I've been assigned a homework from my college professor and I seem to have found some strange behavior of strtok
Basically, we have to parse a CSV file for my class, where the number of tokens in the CSV is known and the last element may have extra "," characters.
An example of a line:
Hello,World,This,Is,A lot, of Text
Where the tokens should be output as
1. Hello
2. World
3. This
4. Is
5. A lot, of Text
For this assignment we MUST use strtok. Because of this I found on some other SOF post that using strtok with an empty string (or passing "\n" as the second argument) results in reading until the end of the line.
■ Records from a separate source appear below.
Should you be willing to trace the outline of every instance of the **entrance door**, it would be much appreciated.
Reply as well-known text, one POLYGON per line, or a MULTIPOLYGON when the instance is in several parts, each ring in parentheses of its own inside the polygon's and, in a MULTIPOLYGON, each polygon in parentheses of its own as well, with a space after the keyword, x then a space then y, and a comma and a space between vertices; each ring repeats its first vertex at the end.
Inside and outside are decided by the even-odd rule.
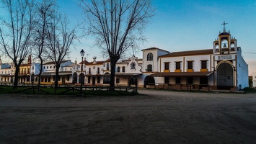
POLYGON ((146 85, 154 85, 155 81, 153 76, 147 76, 144 79, 144 88, 146 88, 146 85))
POLYGON ((61 80, 62 80, 62 81, 61 81, 61 84, 65 84, 65 78, 66 78, 66 77, 63 76, 62 78, 61 78, 61 80))
POLYGON ((95 85, 95 77, 92 78, 92 85, 95 85))
POLYGON ((138 80, 137 78, 135 76, 132 76, 128 80, 128 86, 137 86, 138 85, 138 80))
POLYGON ((217 69, 217 86, 220 89, 230 89, 233 84, 233 68, 226 63, 221 63, 217 69))

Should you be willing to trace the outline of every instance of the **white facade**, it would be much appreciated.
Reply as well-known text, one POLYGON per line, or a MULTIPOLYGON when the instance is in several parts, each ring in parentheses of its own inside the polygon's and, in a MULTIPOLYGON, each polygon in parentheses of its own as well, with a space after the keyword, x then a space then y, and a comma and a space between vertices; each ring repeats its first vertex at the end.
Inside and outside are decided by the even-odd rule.
POLYGON ((256 72, 252 73, 252 86, 256 88, 256 72))

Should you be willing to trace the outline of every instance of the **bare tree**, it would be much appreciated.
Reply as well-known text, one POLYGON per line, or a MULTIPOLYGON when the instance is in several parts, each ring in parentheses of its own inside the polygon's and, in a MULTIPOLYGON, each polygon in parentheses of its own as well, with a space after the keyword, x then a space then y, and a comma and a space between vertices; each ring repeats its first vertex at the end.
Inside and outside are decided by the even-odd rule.
POLYGON ((110 88, 115 86, 115 65, 128 50, 138 48, 154 9, 150 0, 81 0, 89 34, 110 59, 110 88))
POLYGON ((48 26, 48 58, 54 62, 56 71, 55 87, 58 87, 58 72, 63 58, 69 55, 71 46, 74 45, 77 39, 76 28, 69 29, 66 17, 57 14, 50 24, 48 26))
POLYGON ((34 53, 37 55, 40 61, 40 68, 38 75, 38 92, 40 91, 41 75, 43 71, 43 63, 47 58, 46 49, 48 45, 47 32, 48 32, 48 24, 54 18, 55 7, 56 3, 55 0, 43 0, 41 3, 37 2, 36 6, 36 16, 34 23, 34 45, 35 50, 34 53))
POLYGON ((8 18, 1 19, 0 50, 15 66, 14 89, 18 85, 19 66, 30 52, 33 19, 33 0, 1 0, 8 18))

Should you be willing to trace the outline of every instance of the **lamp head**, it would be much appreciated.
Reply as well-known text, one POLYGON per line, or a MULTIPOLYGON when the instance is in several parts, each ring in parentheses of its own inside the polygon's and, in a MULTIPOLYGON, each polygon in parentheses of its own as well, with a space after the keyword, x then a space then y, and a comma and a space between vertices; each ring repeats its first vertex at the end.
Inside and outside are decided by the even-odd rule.
POLYGON ((84 57, 84 51, 83 49, 81 49, 81 52, 80 52, 80 54, 81 54, 81 57, 84 57))

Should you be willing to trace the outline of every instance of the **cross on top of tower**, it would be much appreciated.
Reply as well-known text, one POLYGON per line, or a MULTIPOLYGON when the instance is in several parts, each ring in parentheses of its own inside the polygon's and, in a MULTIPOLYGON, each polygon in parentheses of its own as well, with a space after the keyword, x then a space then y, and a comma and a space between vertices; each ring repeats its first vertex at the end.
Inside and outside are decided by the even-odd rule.
POLYGON ((223 24, 221 24, 224 27, 223 27, 223 32, 226 32, 226 27, 225 25, 227 24, 228 23, 226 23, 225 21, 223 22, 223 24))

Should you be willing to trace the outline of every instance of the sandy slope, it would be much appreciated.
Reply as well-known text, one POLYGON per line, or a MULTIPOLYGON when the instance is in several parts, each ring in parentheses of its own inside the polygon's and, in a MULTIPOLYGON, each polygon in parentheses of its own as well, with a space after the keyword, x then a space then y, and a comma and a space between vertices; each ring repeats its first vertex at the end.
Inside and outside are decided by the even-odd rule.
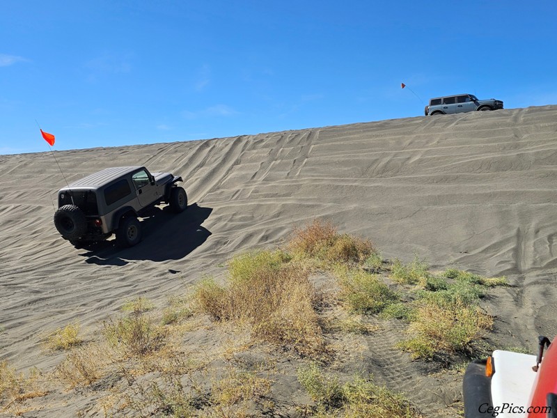
POLYGON ((386 257, 505 274, 518 287, 494 303, 508 332, 530 345, 554 336, 556 137, 557 106, 546 106, 56 153, 68 182, 119 165, 184 178, 188 210, 154 211, 125 250, 60 238, 53 201, 65 183, 52 155, 0 156, 0 358, 54 364, 45 332, 77 319, 92 329, 130 297, 163 303, 315 217, 386 257))

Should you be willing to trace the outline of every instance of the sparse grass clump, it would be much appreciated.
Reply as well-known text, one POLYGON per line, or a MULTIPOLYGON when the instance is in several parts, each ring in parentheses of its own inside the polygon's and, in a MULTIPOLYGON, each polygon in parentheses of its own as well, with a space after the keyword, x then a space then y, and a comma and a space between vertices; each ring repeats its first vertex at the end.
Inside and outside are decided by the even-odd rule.
POLYGON ((339 234, 332 224, 319 219, 305 228, 295 228, 288 249, 296 258, 328 263, 362 263, 375 252, 368 240, 339 234))
POLYGON ((377 314, 398 300, 396 293, 376 274, 347 271, 340 277, 340 297, 349 309, 359 314, 377 314))
POLYGON ((108 357, 96 343, 79 347, 68 353, 56 366, 54 376, 70 388, 88 386, 102 377, 108 357))
POLYGON ((415 311, 409 331, 414 336, 398 346, 414 358, 432 358, 436 352, 465 350, 493 325, 493 318, 476 304, 424 301, 415 311))
POLYGON ((164 345, 165 332, 145 314, 152 304, 144 298, 132 301, 127 305, 127 316, 110 319, 103 323, 104 334, 109 343, 132 356, 142 356, 159 350, 164 345))
POLYGON ((479 274, 474 274, 473 273, 457 270, 455 268, 448 268, 443 272, 443 275, 445 277, 454 279, 458 281, 464 281, 472 284, 481 284, 489 287, 508 286, 508 281, 504 276, 501 277, 484 277, 479 274))
POLYGON ((22 403, 46 395, 48 392, 42 377, 36 368, 32 368, 26 376, 7 361, 0 362, 0 412, 20 415, 22 403))
POLYGON ((424 286, 431 278, 430 266, 425 261, 420 261, 416 256, 409 264, 395 259, 391 268, 391 278, 401 284, 421 284, 424 286))
POLYGON ((319 417, 418 418, 420 414, 401 394, 355 376, 342 385, 312 363, 298 369, 298 381, 317 405, 319 417))
POLYGON ((231 406, 264 396, 271 390, 271 382, 254 373, 229 370, 212 383, 211 398, 219 405, 231 406))
POLYGON ((195 299, 214 319, 249 324, 256 338, 292 345, 300 353, 322 350, 308 272, 284 260, 276 251, 241 254, 229 263, 226 286, 207 279, 197 287, 195 299))
POLYGON ((79 336, 79 323, 68 324, 63 328, 58 328, 47 337, 47 346, 52 350, 68 350, 83 343, 79 336))

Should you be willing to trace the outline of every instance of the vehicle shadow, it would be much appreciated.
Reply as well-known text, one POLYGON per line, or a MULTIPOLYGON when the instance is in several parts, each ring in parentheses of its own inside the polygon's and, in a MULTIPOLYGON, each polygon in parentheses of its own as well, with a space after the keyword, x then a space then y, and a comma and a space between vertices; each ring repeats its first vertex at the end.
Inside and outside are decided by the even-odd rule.
POLYGON ((203 245, 211 235, 201 226, 212 212, 197 203, 175 214, 168 206, 154 207, 144 214, 143 240, 131 248, 116 245, 114 240, 102 241, 84 248, 79 255, 89 264, 125 265, 132 260, 166 261, 179 260, 203 245))

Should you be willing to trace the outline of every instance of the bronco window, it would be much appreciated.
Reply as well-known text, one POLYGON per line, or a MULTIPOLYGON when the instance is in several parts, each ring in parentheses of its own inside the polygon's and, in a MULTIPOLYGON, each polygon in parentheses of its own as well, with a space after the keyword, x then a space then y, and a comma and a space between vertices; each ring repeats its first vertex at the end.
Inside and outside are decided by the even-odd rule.
POLYGON ((470 101, 470 96, 469 95, 458 96, 457 98, 457 103, 466 103, 469 101, 470 101))
POLYGON ((107 202, 107 206, 109 206, 131 192, 132 189, 130 188, 130 183, 127 183, 127 180, 120 180, 104 189, 104 201, 107 202))

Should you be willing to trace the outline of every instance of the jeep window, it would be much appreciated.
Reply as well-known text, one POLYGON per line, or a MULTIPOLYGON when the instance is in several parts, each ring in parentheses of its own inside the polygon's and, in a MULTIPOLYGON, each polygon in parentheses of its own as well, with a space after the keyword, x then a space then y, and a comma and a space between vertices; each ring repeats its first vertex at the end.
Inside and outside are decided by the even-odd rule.
POLYGON ((457 97, 457 103, 467 103, 469 101, 470 96, 468 95, 457 97))
POLYGON ((149 175, 147 171, 141 170, 132 176, 132 181, 136 189, 141 189, 146 185, 149 184, 149 175))
POLYGON ((58 196, 58 207, 64 205, 75 205, 85 212, 85 215, 98 215, 97 196, 91 190, 85 192, 64 191, 58 196))
POLYGON ((107 206, 109 206, 130 193, 132 189, 130 188, 130 183, 125 179, 120 180, 104 189, 104 201, 107 202, 107 206))

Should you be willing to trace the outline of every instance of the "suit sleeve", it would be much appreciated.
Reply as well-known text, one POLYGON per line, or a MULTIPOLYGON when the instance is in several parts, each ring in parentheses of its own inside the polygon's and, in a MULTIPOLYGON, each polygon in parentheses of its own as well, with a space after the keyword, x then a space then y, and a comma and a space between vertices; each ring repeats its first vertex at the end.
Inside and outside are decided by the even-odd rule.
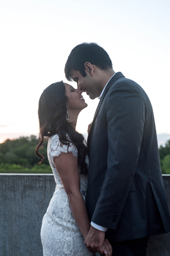
POLYGON ((108 93, 107 170, 92 221, 115 230, 132 184, 139 159, 145 105, 140 92, 129 82, 118 83, 108 93))

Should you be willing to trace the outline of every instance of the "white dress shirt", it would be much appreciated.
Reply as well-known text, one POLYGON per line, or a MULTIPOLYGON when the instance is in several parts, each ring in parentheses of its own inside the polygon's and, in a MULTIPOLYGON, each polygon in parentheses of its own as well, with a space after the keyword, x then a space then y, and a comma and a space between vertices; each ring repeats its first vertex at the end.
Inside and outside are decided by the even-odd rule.
MULTIPOLYGON (((116 72, 117 73, 117 72, 116 72)), ((107 83, 106 84, 106 85, 105 85, 105 86, 104 87, 104 88, 103 89, 103 90, 100 95, 100 96, 99 97, 99 99, 100 100, 101 97, 103 95, 103 93, 104 92, 104 90, 105 90, 106 87, 107 86, 108 82, 110 81, 110 80, 114 76, 115 76, 115 74, 116 74, 116 73, 115 73, 114 74, 113 74, 113 76, 110 78, 110 80, 108 80, 108 81, 107 82, 107 83)), ((96 223, 94 223, 92 221, 91 222, 91 225, 94 227, 95 229, 96 229, 99 230, 100 230, 101 231, 104 231, 106 232, 108 228, 107 227, 103 227, 102 226, 100 226, 100 225, 98 225, 96 223)))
This is perfect for my application since the extra commas always appear in the last element.
I've created this code which works:
#include <string.h>
#include <stdlib.h>
#include <stdio.h>
#define NUM_TOKENS 5
const char *line = "Hello,World,This,Is,Text";
char **split_line(const char *line, int num_tokens)
{
char *copy = strdup(line);
// Make an array the correct size to hold num_tokens
char **tokens = (char**) malloc(sizeof(char*) * num_tokens);
int i = 0;
for (char *token = strtok(copy, ",\n"); i < NUM_TOKENS; token = strtok(NULL, i < NUM_TOKENS - 1 ? ",\n" : "\n"))
{
tokens[i++] = strdup(token);
}
free(copy);
return tokens;
}
int main()
{
char **tokens = split_line(line, NUM_TOKENS);
for (int i = 0; i < NUM_TOKENS; i++)
{
printf("%s\n", tokens[i]);
free(tokens[i]);
}
}
Now this works and should get me full credit but I hate this ternary that shouldn't be needed:
token = strtok(NULL, i < NUM_TOKENS - 1 ? ",\n" : "\n");
I'd like to replace the method with this version:
char **split_line(const char *line, int num_tokens)
{
char *copy = strdup(line);
// Make an array the correct size to hold num_tokens
char **tokens = (char**) malloc(sizeof(char*) * num_tokens);
int i = 0;
for (char *token = strtok(copy, ",\n"); i < NUM_TOKENS - 1; token = strtok(NULL, ",\n"))
{
tokens[i++] = strdup(token);
}
tokens[i] = strdup(strtok(NULL, "\n"));
free(copy);
return tokens;
}
This tickles my fancy much nicer since it is much easier to see that there is a final case. You also get rid of the strange ternary operator.
Sadly though, this segfaults! I can't for the life of me figure out why.
Edit: Add some output examples:
[11:56:06] gravypod:test git:(master*) $ ./test_no_fault
Hello
World
This
Is
Text
[11:56:10] gravypod:test git:(master*) $ ./test_seg_fault
[1] 3718 segmentation fault (core dumped) ./test_seg_fault
[11:56:14] gravypod:test git:(master*) $
Please check the return value from strtok before you risk passing NULL to another function. Your loop is calling strtok one more time than you think.
It is more usual to use this return value to control your loop, then you are not at the mercy of your data. As for the delimitors, best to keep it simple and not try anything fancy.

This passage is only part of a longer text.